In Freetown recently, I came face to face with something that made me a believer: a trash truck.
A believer in what? That depends on what or whom you credit with the appearance of the trash truck. A newly buoyant national government? A streamlined UN better supporting national needs? Aid? Whatever your preferred church of social service causality the point is that I was sitting in Freetown’s legendary traffic, I saw a trash truck.
A picture of a gleaming white sanitation truck will never make it onto a postcard, but it’s possibly the thing most worth writing home about. When I first came here two years ago, Freetown rid itself of trash by collecting it in piles at the end of major (and narrow) streets and burning it. There are still a few major piles to be found at strategic locations, but they’re tended by trucks – and presumably, workers with nifty new jobs – and the trash is taken away.
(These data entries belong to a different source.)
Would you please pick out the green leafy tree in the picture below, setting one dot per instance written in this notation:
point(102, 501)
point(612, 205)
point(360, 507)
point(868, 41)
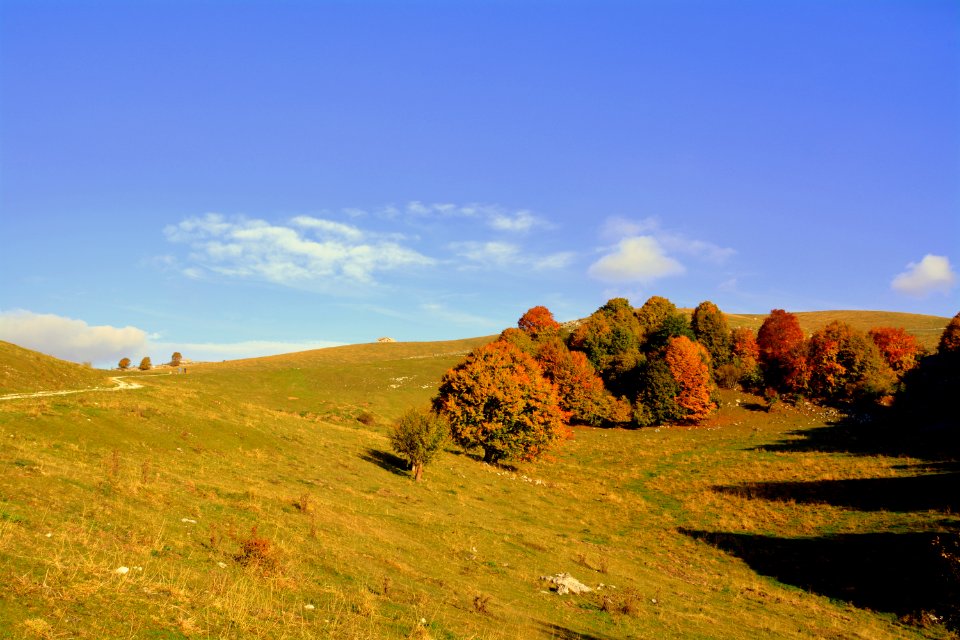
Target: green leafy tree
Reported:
point(418, 435)
point(497, 399)
point(710, 328)
point(845, 365)
point(582, 392)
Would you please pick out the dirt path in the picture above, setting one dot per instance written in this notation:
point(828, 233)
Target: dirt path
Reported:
point(119, 380)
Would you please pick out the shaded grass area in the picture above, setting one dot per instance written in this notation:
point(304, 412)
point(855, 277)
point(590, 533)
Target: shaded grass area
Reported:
point(901, 573)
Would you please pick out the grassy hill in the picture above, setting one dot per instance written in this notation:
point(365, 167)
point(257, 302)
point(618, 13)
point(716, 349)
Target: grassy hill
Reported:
point(927, 329)
point(259, 499)
point(22, 370)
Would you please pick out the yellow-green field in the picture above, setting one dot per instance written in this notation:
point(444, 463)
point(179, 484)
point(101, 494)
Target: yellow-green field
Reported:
point(259, 499)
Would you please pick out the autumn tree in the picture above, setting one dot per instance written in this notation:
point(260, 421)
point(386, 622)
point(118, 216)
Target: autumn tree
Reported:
point(899, 349)
point(538, 320)
point(745, 357)
point(660, 320)
point(845, 365)
point(781, 345)
point(497, 399)
point(418, 435)
point(950, 338)
point(710, 328)
point(689, 364)
point(654, 312)
point(582, 392)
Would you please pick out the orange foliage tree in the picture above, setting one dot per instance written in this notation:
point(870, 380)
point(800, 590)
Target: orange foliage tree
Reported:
point(782, 358)
point(689, 364)
point(538, 320)
point(950, 338)
point(899, 349)
point(582, 393)
point(497, 399)
point(845, 364)
point(710, 327)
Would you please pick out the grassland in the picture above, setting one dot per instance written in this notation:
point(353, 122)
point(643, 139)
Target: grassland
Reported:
point(754, 525)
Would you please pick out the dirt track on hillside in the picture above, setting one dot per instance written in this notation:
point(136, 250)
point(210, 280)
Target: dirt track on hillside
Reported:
point(119, 380)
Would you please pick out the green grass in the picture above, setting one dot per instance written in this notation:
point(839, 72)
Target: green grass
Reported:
point(170, 480)
point(22, 370)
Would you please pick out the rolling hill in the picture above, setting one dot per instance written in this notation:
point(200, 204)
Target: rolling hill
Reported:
point(259, 499)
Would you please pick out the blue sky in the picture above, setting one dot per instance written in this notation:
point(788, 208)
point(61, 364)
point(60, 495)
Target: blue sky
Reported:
point(232, 179)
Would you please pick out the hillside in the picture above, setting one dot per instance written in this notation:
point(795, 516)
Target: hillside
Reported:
point(259, 499)
point(22, 370)
point(927, 329)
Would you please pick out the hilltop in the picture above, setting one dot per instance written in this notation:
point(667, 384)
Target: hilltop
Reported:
point(23, 370)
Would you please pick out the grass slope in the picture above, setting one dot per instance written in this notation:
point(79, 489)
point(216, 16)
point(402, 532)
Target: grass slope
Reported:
point(744, 528)
point(22, 370)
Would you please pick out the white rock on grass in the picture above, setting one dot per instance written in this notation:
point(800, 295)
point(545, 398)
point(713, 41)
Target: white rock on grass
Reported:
point(564, 583)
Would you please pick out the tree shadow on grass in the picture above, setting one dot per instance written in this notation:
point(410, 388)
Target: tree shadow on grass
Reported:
point(883, 435)
point(932, 491)
point(551, 630)
point(388, 461)
point(901, 573)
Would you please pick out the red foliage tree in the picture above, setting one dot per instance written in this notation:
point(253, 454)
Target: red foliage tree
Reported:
point(782, 358)
point(582, 393)
point(498, 399)
point(538, 320)
point(950, 338)
point(689, 364)
point(899, 349)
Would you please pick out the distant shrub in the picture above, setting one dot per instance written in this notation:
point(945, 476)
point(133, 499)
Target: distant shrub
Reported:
point(256, 550)
point(418, 435)
point(950, 338)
You may be asking yourself, Is she seriously writing about trash collection? I get that this has the potential to sound a little snotty, as if the recently returned adventure tourist is pleased to see that the natives have finally discovered sanitation. But that would be too cynical a read even for me. And it would be wrong, for reasons that suggest perhaps this whole peacebuilding thing, which I’m here investigating for the Pulitzer Center on Crisis Reporting, has its merits.
Earlier this week, I spoke with Philip Dive, the joint strategy officer at UN country headquarters and, de facto, HQ’s peacebuilding point man. Peacebuilding is a word with as many definitions as people you ask, but Dive’s take sticks out: He thinks of peacebuilding as a process of normalization, of taking situations so abnormal they demand attention – 70 percent of youth are illiterate! – and fixing them so that, basically, they don’t. (Ever read a news story headlined, “Seventy percent of youth can read and write!” Me either.)
Dive doesn’t use “abnormal” normatively. There’s not judgment in it, the same way that my noticing trash collection is not an invocation of the colonial continuum of progress toward civilization. And that’s just the point. When you come to Freetown – which you should, for the beautiful beaches and the delicious food and the people and the fantastic hand-dyed fabrics and expert tailors – you won’t notice the trash collection. Because to you, it’s normal.
Here’s another sign it may be working: When I told a bank teller downtown that I was writing on peacebuilding in Sierra Leone, he cringed. Another reporter looking for the brink-of-war-again story, his face seemed to say.
He told me he works a 12-hour day, with an hour’s commute on either end. He’s busy, and often, he’s tired. “We don’t need anyone to tell us not to go to back to the bush,” he said, cufflinks clinking against the counter as he counted out my leones — doing what bank tellers everywhere do, normally.